I wonder how far in advance that testing begins before a rover project, or any project that puts something into space. InSight was manufactured by Lockheed Martin and is managed by NASA’s Jet Propulsion Laboratory (JPL), and most of Insight’s onboard payload instruments were built by European agencies. The testing process must take an extraordinary cooperative effort between all parties involved.

Hopefully someday for Evaluation Engineering I’ll have the opportunity to ask a Lockheed Martin, JPL, or NASA project test engineer about that testing timeline and what’s involved. Where did Lockheed Martin get InSight’s semiconductors and sensors from? What kind of environmental testing was required, and who performed that testing? These are other questions I’d like to dive into.

What a ginormous financial and labor waste it would be to send this craft like this to Mars and land it perfectly, only to find out a key instrument or component of its drill doesn’t function correctly due to something missed in the testing stage. It was only a few minutes before Monday’s landing that I learned that InSight was originally supposed to launch back in March of 2016, but a persistent vacuum failure in its seismometer caused it to miss its launch window and delay it until May of 2018. That setback added approximately $150 million to the total project cost.
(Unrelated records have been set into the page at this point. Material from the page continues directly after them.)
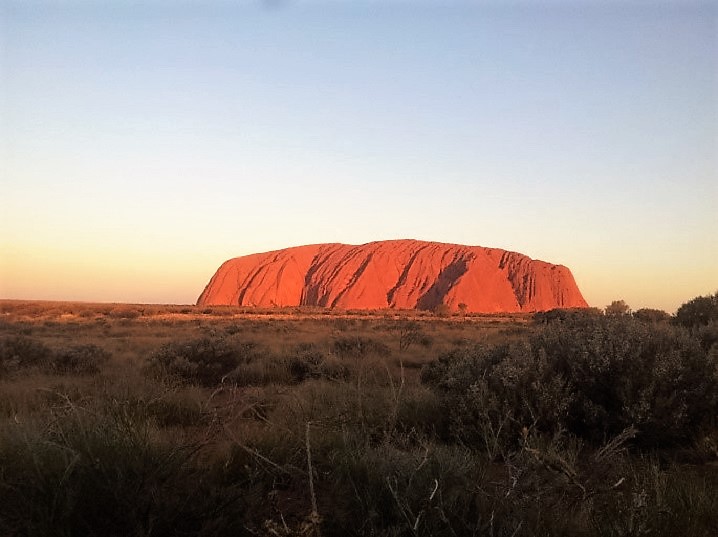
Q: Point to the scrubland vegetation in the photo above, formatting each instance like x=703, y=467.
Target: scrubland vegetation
x=120, y=420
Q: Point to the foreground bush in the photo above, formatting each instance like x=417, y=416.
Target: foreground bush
x=99, y=475
x=78, y=360
x=17, y=352
x=205, y=361
x=593, y=377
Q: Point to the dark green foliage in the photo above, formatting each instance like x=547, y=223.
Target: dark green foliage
x=17, y=352
x=205, y=361
x=78, y=360
x=651, y=315
x=617, y=308
x=306, y=361
x=563, y=314
x=359, y=346
x=699, y=311
x=100, y=475
x=593, y=378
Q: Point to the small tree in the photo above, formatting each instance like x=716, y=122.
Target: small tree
x=617, y=308
x=701, y=310
x=651, y=315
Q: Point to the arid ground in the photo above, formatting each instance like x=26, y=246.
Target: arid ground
x=146, y=420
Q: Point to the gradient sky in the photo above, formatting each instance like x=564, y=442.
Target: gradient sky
x=143, y=143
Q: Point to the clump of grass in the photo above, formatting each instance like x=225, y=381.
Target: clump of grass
x=358, y=347
x=88, y=474
x=205, y=361
x=78, y=360
x=19, y=352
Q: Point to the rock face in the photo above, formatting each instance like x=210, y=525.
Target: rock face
x=402, y=274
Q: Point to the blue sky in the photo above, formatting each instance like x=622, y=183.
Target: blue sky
x=143, y=143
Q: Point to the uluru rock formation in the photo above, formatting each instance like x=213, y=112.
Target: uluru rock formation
x=401, y=274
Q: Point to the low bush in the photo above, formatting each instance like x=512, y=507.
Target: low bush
x=84, y=474
x=358, y=347
x=17, y=352
x=205, y=361
x=306, y=361
x=78, y=360
x=593, y=377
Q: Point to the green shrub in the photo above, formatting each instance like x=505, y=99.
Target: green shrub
x=78, y=360
x=205, y=361
x=85, y=474
x=699, y=311
x=591, y=376
x=306, y=361
x=358, y=347
x=17, y=352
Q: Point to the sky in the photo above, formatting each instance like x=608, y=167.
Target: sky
x=144, y=143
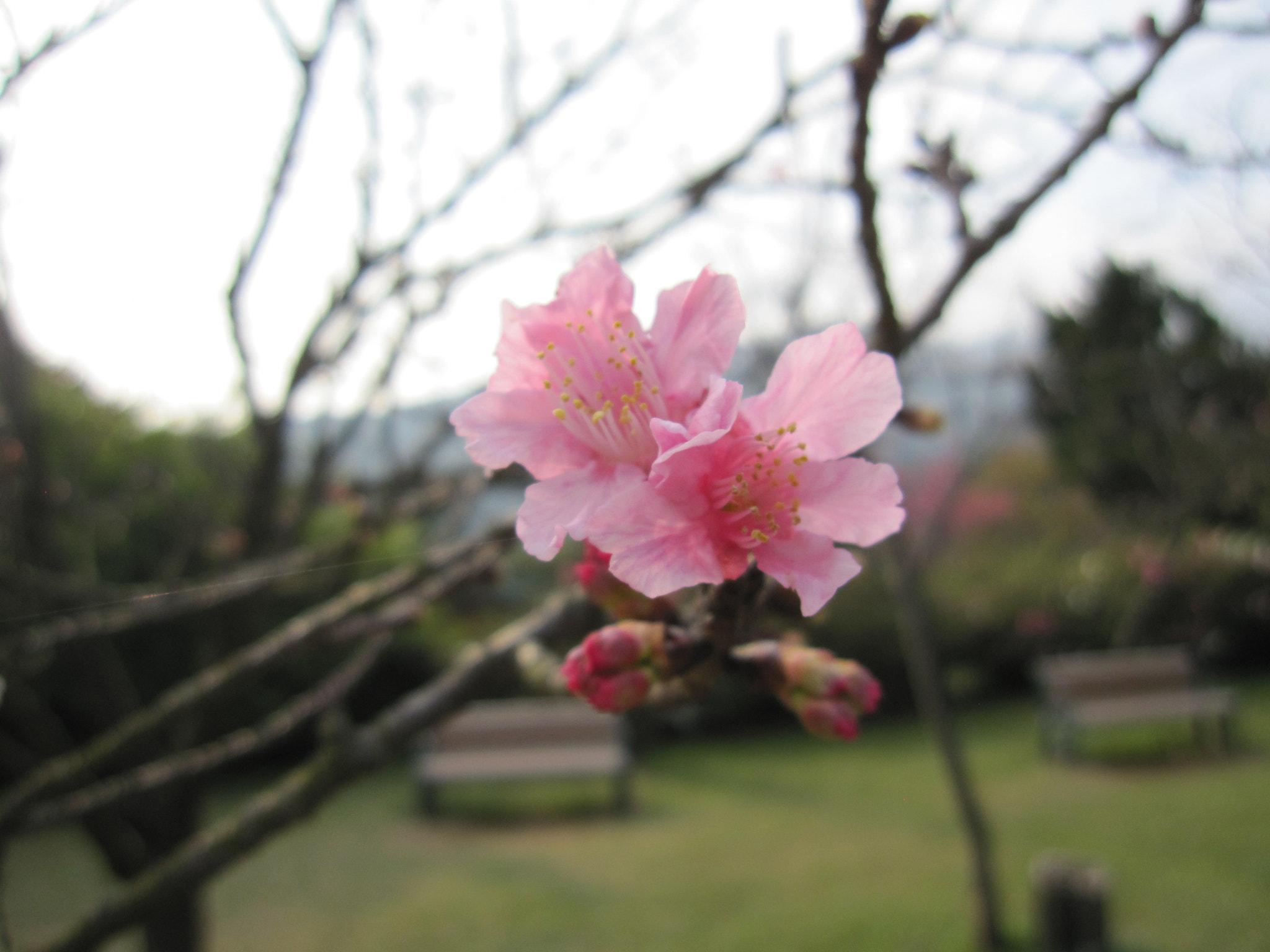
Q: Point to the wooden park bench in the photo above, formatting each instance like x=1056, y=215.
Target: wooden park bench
x=1101, y=689
x=522, y=741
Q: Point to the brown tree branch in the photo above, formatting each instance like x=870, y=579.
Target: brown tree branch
x=162, y=606
x=981, y=245
x=300, y=792
x=218, y=753
x=451, y=570
x=308, y=63
x=56, y=40
x=864, y=76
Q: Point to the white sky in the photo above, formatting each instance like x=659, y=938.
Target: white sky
x=136, y=162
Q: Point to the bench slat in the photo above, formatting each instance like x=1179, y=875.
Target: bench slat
x=527, y=762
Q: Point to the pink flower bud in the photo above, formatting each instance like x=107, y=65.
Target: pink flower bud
x=618, y=646
x=620, y=692
x=615, y=668
x=827, y=718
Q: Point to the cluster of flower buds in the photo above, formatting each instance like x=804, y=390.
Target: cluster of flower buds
x=616, y=667
x=616, y=597
x=827, y=694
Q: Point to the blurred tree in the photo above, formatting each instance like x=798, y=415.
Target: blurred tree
x=1162, y=413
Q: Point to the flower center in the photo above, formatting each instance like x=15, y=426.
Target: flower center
x=758, y=499
x=609, y=387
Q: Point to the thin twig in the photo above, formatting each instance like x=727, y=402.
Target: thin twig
x=453, y=570
x=981, y=245
x=300, y=792
x=56, y=40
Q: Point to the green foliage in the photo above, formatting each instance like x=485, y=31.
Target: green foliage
x=776, y=843
x=135, y=505
x=1147, y=400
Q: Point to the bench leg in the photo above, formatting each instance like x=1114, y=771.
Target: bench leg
x=430, y=799
x=623, y=800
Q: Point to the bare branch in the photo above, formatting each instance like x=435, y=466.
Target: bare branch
x=308, y=64
x=864, y=74
x=978, y=247
x=453, y=569
x=56, y=40
x=164, y=604
x=306, y=787
x=218, y=753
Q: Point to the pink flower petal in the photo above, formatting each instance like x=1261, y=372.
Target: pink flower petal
x=696, y=330
x=809, y=565
x=655, y=547
x=840, y=397
x=506, y=428
x=850, y=500
x=566, y=505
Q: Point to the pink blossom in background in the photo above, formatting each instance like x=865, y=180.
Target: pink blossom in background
x=643, y=448
x=579, y=384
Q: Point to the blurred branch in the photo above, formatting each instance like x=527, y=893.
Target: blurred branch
x=977, y=247
x=343, y=757
x=233, y=747
x=453, y=569
x=162, y=606
x=864, y=76
x=308, y=63
x=55, y=41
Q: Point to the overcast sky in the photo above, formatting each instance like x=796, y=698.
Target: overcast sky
x=136, y=162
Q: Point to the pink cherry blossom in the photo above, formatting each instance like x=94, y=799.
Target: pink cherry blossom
x=580, y=386
x=763, y=478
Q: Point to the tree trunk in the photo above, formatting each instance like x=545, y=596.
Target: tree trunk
x=920, y=658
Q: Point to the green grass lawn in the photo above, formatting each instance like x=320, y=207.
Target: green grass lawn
x=766, y=844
Insight follows three consecutive successful Mars rover missions—Spirit (landed January 2004); Opportunity (landed January 2004); and Curiosity (landed August 2012). Before that, three of the first four rover missions were failures—Mars 2 (1971), Mars 3 (1971), and Beagle 2 (2003)— with 1997’s Sojourner (Mars Pathfinder) as the first successful mission.
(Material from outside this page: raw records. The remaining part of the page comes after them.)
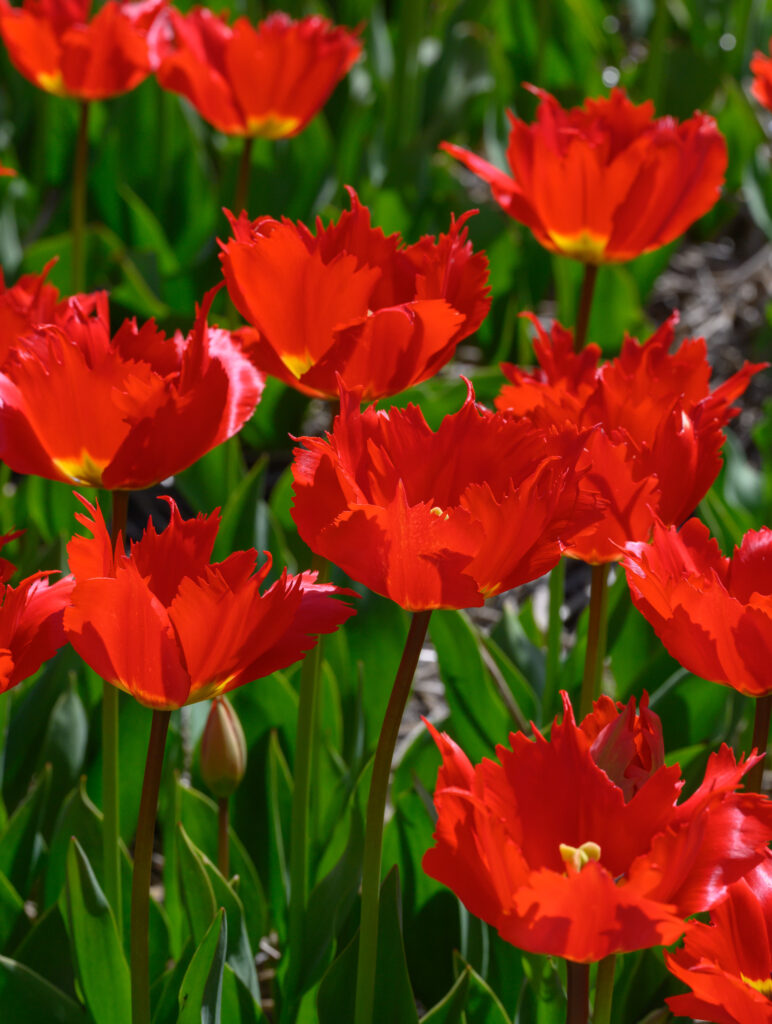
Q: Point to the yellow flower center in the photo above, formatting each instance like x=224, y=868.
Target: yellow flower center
x=580, y=855
x=763, y=985
x=83, y=470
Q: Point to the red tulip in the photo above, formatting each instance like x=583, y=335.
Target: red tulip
x=713, y=613
x=53, y=44
x=728, y=964
x=574, y=849
x=266, y=82
x=349, y=301
x=121, y=413
x=31, y=629
x=761, y=87
x=655, y=446
x=437, y=520
x=607, y=181
x=171, y=629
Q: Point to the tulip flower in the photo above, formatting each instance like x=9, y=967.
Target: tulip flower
x=121, y=413
x=438, y=520
x=349, y=301
x=657, y=428
x=31, y=621
x=728, y=964
x=761, y=87
x=577, y=847
x=605, y=182
x=713, y=613
x=54, y=45
x=168, y=628
x=264, y=82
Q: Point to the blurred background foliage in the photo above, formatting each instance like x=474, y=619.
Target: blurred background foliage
x=158, y=180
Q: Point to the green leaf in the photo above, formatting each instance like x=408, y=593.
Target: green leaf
x=27, y=996
x=202, y=986
x=483, y=1006
x=449, y=1009
x=11, y=911
x=198, y=894
x=479, y=718
x=17, y=840
x=101, y=966
x=199, y=815
x=393, y=995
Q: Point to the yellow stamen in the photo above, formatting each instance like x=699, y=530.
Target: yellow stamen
x=763, y=985
x=83, y=470
x=580, y=855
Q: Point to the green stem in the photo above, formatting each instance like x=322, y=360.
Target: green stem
x=223, y=846
x=596, y=638
x=242, y=181
x=579, y=992
x=304, y=755
x=554, y=633
x=79, y=200
x=140, y=882
x=371, y=880
x=604, y=986
x=586, y=301
x=111, y=761
x=755, y=777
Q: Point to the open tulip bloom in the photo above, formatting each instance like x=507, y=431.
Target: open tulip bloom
x=577, y=847
x=728, y=964
x=170, y=629
x=31, y=621
x=606, y=181
x=53, y=44
x=656, y=426
x=438, y=519
x=120, y=413
x=264, y=82
x=349, y=301
x=713, y=613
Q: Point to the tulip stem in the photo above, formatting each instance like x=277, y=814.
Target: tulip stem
x=755, y=778
x=223, y=845
x=554, y=632
x=596, y=638
x=586, y=301
x=579, y=992
x=604, y=986
x=111, y=796
x=242, y=181
x=79, y=200
x=304, y=753
x=371, y=880
x=140, y=882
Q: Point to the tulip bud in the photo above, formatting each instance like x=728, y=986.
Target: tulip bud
x=223, y=750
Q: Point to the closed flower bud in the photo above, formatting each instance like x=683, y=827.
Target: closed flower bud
x=223, y=750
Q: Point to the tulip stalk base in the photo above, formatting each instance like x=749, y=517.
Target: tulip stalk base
x=371, y=881
x=755, y=778
x=586, y=302
x=140, y=883
x=579, y=992
x=111, y=769
x=304, y=757
x=80, y=174
x=223, y=845
x=554, y=632
x=604, y=986
x=596, y=639
x=242, y=181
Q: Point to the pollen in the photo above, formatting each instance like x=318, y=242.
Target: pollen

Congrats to Lockheed Martin, the JPL InSight team, and everyone else involved on what has been achieved so far, and best of luck on the rest of this mission.

About the Author

Mike Hockett | Former Editor

Mike Hockett was Editor in Chief for EE from September 2018 to Sept. 2019. Previously he served as editor for two manufacturing trade publications: Industrial Distribution, and Industrial Maintenance & Plant Operation. He began in sports writing for a trio of newspapers in Wisconsin and Iowa and earned a BA degree in print journalism from UW-Eau Claire.